The stories of great adventures were told over cups of tea and how it was used by my grandfather to sell clothes door to door after he retired from Irish Shell and BP back in1948. Then on weekends it doubled up as the family car as old wooden mineral boxes were turned upside down and used as seats in the back and the family would head down to Cork to see their son Nelius (Fr.Mark) who was going on for the priesthood. And old black and white photos of this van painted the picture in my mind that it was a lovely black van.
But a conversation with my Auntie Bida years ago when I changed my car and called down to show it to her and when she was blessing it with holy water outside her front door in the Back Road, she said, “Do you know this, that wine colour of your new car is the exact same colour of your grandfather’s van”.
Passing on that detail of the colour of something from an old black and white photo gives you the possibility of imagining what colours everything else could have been in old family photos.
UYY 256S
This is a number plate I never seem to forget, mind you when I first seen the vehicle it was going too fast for me to even see its number plate. In fact I never seen it in real life on the car, it was just only in photographs after the Donegal International Rally of 1978. In the limited amount of coverage that motorsport got back then that built this memory of an amazing weekend in June over 40 years ago.
There was a bit of serendipity in the local story of the registration of this car, that will not come up in a google search. It was one of David Sutton’s famous RS1800 of the seventies that came to Donegal in that decade and won the event. (I think the 1979 winning escort if Brian Nelsons better known as the Tuca Tile escort was also from the same Sutton stable, but I could be wrong.)

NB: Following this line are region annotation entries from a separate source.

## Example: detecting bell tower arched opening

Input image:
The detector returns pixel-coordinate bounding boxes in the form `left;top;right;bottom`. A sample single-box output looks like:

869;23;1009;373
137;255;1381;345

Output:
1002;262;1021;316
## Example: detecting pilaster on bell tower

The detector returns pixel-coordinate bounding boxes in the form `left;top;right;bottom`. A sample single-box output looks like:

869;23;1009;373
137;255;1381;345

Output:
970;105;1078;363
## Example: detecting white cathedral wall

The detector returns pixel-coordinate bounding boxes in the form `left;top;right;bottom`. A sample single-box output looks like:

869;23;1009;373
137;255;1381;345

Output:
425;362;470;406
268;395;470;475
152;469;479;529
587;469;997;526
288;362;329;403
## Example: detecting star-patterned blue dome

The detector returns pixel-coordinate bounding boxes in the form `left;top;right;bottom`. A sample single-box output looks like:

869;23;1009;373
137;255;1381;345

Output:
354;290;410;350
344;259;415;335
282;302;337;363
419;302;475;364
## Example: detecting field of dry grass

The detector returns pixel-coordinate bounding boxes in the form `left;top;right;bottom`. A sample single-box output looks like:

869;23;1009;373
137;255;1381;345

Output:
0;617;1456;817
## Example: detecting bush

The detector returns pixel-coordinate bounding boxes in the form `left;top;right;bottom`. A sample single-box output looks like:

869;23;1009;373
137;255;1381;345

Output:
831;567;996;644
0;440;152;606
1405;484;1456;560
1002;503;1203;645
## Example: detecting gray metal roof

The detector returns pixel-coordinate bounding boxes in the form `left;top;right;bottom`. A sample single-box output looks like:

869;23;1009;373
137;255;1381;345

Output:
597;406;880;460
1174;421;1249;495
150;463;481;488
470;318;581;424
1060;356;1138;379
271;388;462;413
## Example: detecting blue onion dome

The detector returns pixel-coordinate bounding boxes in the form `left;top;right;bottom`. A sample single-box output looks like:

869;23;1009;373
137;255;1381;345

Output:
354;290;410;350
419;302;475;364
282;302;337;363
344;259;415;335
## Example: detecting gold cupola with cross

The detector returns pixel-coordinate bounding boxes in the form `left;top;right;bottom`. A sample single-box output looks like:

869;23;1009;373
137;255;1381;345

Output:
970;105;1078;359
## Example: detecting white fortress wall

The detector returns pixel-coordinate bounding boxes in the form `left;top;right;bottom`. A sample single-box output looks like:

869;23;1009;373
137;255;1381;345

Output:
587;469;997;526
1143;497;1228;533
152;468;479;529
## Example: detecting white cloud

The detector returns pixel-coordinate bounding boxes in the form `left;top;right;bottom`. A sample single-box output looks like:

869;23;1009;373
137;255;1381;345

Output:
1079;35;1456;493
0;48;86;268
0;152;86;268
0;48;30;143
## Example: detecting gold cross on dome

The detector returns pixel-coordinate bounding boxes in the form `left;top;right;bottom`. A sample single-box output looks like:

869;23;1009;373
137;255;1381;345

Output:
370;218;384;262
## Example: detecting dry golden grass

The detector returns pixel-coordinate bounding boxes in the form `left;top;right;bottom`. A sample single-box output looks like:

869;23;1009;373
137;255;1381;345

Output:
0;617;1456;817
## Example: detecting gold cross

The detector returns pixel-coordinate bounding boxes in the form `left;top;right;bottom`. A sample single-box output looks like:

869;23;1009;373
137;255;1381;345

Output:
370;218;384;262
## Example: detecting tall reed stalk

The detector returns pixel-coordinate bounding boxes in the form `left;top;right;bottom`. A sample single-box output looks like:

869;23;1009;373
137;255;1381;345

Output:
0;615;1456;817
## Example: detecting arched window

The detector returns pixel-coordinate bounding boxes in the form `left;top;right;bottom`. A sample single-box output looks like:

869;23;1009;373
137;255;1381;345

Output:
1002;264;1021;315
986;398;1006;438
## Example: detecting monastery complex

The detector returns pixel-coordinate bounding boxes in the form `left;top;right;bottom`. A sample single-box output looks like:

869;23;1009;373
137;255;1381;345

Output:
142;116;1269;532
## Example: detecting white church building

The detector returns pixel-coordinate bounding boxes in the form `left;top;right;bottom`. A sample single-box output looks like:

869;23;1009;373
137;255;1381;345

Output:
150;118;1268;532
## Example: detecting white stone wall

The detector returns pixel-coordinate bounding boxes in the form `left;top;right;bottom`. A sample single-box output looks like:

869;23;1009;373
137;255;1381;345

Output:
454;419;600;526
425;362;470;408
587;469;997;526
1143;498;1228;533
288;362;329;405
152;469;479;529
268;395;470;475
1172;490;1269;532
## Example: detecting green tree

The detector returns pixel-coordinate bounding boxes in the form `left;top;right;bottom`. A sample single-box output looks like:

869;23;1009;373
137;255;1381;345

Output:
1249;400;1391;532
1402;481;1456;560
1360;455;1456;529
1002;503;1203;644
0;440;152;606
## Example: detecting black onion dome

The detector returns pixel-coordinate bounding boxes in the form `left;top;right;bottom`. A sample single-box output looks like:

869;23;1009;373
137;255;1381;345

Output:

UYY 256S arrived in 1978 to compete in the Donegal Rally that year. The S at the end of the registration would suggest that the car was brand new for that year’s Donegal rally. The 256 in the number plate just happened to be the same order that the old three digit phone number of local sponsor for this works escort that year Hegarty’s Auto Service in Ballymacool, “phone Letterkenny 256” as the adds would say.
UYY 256S was the number plate for Ari Vatenan’s escort which graced a June weekend in Donegal for the young Flying Finn and his Co-driver Peter Bryant. Donegal always got the best that was about competing, but this young fair haired Finn just moved the bar that notch higher with his flamboyant and very fast style of driving. For a young spectator out watching the Donegal rally for the very first year this car and its number plate and that Donegal rally has always been the rally to remember. Even years after the black escort was changed from its Xpack type arches and painted in the Rothmans team colours that old Registration was still there to track its progress.
422 PI
The most recent number plate that I often think about is that of an other black escort that I photographed many times over one weekend in June in 2015.
422 PI which went on to win the National section of Donegal that year in the hands of the late Manus Kelly. It has one of those journeys, “PI” was just one of the many modified cars that came to Donegal that year competed with the cream of rallying and came out on top, I remember looking at it after the Donegal rally when Manus took it to Glenswilly National School the week after he won the National, and I’m sure like me growing up some of them young children will remember the registration of that memory from their childhood.
Ari Vatenan car was new the year he came to Donegal in 1978 the same year the late Manus Kelly was born, 422 PI was an old MK 2 Ford, registered down the country but created the same passion when Manus Kelly sat behind the wheel in 2015 and steered her home with Donall Barrett on the notes to a national victory.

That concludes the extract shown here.